Şiir, hele bugün, birçok kişiye, üstelik şiir okumaya maddi gücü, zamanı, eğitimi uygun, elverişli kişilere sıradan, boş, basit bir çiziktirmeymiş gibi geliyor. "Söyle Allah aşkına, şiir ne işe yarar..." Kah kah kah!.. Şiir okuyabilecek koşullarına rağmen şiirsiz yaşayan o kadar çok tanıdığım var ki! Ziya Osman Saba, sürüp gidecek hayata, tutuk sesli, kırık da olsa, yine kırık mutlulukla, yine huzurlu, boyun eğişli esenlikler iletiyor. Onun bu ince selamı, tek başına, bütün bir gönül eğitimi olmaya yetebilecekken; günümüzün dünyasında hırs, başkasının hakkını çiğneme, öfke, kin, nefret daima öne çıkıyor. Gözü dönük bir ortamda debelenip duruluyor. Cevdet Kudret'in Bir Bakıma adlı kitabında yer alan Ziya Osman anılarını okuyun; çağının, çağımızın bir "ermiş kişisi"yle yüz yüze geleceksiniz. Ne hırs, ne öfke, ne başkalarına kötülük, ne emek sömürüsü... Tam tersine, kendi ölüm bekleyişinden başkalarına hayat sunma!.. Nüfusu yetmiş üç milyona yaklaşan bir ülkede, şiir kitapları, çokluk, beş yüz adet basılıyor. Aylar ayı, bazen yıllar yılı okur bekliyor.
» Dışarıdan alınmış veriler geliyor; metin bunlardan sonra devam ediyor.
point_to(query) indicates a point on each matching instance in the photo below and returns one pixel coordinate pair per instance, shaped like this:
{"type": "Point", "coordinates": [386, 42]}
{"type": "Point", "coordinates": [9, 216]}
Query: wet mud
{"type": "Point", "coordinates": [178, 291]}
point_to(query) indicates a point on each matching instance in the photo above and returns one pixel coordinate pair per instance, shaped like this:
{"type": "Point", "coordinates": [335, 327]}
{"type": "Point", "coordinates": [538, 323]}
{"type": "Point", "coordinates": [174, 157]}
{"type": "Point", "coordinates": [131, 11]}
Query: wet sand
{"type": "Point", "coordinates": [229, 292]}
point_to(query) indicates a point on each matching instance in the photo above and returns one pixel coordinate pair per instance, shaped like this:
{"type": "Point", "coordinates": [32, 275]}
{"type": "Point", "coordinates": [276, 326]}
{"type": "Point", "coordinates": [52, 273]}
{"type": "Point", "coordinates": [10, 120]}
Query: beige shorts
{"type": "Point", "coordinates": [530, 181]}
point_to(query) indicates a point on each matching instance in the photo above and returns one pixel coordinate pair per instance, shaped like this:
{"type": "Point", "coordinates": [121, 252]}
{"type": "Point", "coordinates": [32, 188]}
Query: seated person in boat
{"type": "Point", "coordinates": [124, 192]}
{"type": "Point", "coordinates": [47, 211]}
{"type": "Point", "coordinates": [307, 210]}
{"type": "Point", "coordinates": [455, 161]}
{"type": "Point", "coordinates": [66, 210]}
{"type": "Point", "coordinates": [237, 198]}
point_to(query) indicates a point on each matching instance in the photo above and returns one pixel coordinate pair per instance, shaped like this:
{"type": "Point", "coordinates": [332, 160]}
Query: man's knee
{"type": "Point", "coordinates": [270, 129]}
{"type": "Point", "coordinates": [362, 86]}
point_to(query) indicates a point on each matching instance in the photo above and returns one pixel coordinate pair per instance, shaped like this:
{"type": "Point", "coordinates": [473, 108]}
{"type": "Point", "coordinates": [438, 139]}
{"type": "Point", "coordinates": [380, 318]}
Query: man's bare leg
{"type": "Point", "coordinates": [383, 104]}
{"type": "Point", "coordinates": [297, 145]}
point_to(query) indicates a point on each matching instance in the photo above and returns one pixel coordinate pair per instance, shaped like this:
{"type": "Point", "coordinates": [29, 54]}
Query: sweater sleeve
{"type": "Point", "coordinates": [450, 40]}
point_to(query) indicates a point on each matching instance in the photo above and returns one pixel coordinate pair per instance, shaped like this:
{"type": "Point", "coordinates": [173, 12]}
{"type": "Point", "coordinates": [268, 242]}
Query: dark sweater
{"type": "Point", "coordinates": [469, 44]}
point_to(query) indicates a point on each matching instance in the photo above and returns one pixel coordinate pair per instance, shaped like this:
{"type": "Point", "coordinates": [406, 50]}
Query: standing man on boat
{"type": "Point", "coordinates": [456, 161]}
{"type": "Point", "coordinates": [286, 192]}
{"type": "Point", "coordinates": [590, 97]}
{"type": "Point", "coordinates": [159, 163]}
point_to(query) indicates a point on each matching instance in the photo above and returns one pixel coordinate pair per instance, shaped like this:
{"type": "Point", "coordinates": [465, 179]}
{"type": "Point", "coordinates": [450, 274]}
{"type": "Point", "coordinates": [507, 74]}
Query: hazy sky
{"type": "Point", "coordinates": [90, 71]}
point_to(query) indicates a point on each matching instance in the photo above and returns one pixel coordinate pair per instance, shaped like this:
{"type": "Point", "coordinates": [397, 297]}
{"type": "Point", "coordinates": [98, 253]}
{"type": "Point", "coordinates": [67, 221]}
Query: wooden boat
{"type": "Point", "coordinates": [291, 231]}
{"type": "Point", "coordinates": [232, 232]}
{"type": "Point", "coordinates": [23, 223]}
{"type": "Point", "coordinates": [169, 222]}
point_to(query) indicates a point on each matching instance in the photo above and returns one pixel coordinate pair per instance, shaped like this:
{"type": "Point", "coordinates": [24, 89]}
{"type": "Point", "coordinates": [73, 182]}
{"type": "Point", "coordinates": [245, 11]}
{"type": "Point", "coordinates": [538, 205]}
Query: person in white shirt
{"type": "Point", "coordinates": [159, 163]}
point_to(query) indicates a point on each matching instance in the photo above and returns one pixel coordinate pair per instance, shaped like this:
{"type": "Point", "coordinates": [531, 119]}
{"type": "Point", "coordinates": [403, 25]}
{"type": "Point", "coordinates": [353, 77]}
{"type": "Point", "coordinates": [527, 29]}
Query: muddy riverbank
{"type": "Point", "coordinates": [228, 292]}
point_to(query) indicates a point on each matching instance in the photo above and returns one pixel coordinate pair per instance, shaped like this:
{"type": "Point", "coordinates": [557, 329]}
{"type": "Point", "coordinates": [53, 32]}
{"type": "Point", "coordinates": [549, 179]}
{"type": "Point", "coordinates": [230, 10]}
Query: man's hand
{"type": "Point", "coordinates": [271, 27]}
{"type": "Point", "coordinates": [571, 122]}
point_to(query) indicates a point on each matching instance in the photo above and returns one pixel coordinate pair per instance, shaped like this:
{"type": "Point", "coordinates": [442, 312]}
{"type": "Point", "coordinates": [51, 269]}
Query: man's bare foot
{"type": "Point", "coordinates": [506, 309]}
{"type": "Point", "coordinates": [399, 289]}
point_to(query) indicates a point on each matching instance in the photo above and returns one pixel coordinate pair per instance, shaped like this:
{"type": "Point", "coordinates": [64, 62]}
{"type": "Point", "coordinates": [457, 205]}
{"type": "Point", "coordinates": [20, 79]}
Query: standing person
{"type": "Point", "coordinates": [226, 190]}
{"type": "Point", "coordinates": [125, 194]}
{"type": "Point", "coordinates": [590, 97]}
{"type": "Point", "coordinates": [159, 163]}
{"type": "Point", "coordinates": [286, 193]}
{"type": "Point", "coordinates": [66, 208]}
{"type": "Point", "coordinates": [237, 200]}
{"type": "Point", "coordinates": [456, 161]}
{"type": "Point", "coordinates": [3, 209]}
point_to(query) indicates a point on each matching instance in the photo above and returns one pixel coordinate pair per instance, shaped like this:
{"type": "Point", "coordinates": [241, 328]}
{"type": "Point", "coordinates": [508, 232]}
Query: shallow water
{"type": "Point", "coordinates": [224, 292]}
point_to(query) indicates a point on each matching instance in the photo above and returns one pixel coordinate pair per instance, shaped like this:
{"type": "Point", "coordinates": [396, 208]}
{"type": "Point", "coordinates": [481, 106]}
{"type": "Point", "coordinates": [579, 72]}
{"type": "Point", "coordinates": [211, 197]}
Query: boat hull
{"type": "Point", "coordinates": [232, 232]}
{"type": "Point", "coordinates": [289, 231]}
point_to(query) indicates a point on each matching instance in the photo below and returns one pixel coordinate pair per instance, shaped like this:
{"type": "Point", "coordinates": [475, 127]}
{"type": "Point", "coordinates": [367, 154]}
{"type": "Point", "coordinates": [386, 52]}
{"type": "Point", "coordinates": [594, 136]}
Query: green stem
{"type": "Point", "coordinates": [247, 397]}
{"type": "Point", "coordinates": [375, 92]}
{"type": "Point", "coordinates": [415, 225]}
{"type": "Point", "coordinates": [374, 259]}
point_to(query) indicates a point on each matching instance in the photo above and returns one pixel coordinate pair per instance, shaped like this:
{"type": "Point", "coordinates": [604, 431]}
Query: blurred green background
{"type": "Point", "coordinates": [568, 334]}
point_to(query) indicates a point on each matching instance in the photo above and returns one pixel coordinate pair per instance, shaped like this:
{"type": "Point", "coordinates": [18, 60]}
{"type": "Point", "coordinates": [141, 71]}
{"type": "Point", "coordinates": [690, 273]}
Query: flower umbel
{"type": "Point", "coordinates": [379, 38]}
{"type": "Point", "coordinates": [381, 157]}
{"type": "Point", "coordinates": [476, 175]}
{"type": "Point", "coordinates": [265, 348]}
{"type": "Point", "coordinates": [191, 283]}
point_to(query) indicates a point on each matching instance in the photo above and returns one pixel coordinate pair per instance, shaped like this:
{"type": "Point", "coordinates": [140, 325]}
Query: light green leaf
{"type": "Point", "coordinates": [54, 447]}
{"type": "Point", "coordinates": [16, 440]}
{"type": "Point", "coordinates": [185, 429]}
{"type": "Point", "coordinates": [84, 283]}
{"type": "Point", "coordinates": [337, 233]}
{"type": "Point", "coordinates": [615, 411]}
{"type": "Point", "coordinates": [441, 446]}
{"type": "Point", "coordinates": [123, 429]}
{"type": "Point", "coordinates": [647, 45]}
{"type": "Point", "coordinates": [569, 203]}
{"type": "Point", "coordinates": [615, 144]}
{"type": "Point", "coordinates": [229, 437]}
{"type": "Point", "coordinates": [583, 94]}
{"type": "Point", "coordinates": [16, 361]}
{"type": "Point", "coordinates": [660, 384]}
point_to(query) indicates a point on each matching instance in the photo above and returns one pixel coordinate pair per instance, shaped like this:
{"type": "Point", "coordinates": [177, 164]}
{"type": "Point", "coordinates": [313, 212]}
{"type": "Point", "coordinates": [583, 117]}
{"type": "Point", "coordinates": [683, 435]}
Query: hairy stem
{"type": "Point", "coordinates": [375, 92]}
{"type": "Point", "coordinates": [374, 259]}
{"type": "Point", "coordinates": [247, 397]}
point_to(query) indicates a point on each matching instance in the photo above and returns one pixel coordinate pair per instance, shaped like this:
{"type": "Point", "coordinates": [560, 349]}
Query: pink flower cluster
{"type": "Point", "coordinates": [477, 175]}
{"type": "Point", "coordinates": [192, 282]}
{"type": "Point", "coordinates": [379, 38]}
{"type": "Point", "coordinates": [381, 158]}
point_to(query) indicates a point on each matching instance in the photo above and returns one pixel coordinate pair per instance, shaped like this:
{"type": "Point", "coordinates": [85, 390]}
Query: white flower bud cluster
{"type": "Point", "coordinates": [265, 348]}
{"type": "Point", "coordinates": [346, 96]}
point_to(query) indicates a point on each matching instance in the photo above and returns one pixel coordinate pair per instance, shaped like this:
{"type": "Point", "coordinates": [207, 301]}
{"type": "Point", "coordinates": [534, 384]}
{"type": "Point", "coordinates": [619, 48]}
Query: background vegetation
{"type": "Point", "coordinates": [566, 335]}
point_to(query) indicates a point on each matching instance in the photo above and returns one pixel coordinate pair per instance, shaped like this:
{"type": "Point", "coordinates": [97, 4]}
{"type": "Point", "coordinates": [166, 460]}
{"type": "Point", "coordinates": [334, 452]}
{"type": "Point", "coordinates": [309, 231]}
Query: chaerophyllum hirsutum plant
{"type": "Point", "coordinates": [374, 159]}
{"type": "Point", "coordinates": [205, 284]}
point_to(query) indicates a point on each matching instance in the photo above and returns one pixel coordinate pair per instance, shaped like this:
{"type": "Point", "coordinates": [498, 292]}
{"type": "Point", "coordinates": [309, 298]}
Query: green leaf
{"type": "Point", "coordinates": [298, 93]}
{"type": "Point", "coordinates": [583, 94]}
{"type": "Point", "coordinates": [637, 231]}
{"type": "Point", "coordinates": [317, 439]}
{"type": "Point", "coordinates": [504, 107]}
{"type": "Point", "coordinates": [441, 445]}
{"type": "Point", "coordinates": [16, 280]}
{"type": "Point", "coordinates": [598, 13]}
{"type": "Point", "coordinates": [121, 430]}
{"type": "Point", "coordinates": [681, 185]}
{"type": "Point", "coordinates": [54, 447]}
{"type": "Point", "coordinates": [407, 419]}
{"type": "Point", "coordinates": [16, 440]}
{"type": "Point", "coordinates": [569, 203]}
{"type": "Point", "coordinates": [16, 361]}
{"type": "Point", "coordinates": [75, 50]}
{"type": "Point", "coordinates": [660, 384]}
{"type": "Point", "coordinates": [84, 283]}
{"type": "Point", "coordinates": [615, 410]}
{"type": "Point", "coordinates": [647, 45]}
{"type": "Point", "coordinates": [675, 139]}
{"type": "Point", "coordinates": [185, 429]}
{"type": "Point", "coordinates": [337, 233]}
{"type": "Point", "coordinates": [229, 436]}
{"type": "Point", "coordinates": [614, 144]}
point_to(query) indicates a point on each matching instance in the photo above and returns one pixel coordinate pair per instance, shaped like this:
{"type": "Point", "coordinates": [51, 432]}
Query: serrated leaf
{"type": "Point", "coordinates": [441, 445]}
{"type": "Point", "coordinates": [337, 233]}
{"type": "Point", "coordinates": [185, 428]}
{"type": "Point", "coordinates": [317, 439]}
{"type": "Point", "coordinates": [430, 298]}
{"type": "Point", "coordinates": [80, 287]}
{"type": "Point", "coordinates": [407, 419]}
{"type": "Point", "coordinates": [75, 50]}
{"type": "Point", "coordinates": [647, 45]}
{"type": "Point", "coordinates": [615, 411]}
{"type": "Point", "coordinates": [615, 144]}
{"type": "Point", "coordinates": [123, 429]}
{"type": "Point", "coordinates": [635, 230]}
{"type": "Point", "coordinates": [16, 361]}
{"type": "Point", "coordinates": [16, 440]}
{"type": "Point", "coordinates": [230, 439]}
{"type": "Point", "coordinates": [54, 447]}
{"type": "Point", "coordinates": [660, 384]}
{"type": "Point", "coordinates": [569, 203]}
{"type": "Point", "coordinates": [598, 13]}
Şiir ne işe mi yarar: "Misakımillî Sokağı No. 37" başka birçok perspektiften okunabilir. Sokağın bugünkü haliyle kıyaslanabilir mesela. Kent bilincimizin tartısı yoklanabilir... Değişen yaşama biçimlerini saptayabiliriz. Yalnızca bir şiir, tek başına, bu açıdan, Türkiye'nin değişen çehresini gözler önüne serecektir... Daha yazınsal yaklaşalım: Şiirimizde o günden günümüze, nereye yol alındığı başka, gündeş şiirlerle karşılaştırılarak tartışılabilir... Okul arkadaşım bu yazıyı okuyacak mı bilmiyorum. Şiir, hele şiir okuma imkânı olanlar için, her gün yaşadığımız çirkinlikleri sağıltabilir. Yeter ki hakkı verilerek, anlamı kavranarak okunsa. Günün bir saati 'şiir'e ayrılabilse...

... Gerçekten ayrılabilse, Türkiye'deki kızılca kıyamet söylem epey değişecektir umudundayım

özgür muhtar

Link to comment
Share on other sites

Archived

This topic is now archived and is closed to further replies.

  • Recently Browsing   0 members

    No registered users viewing this page.

×
×
  • Create New...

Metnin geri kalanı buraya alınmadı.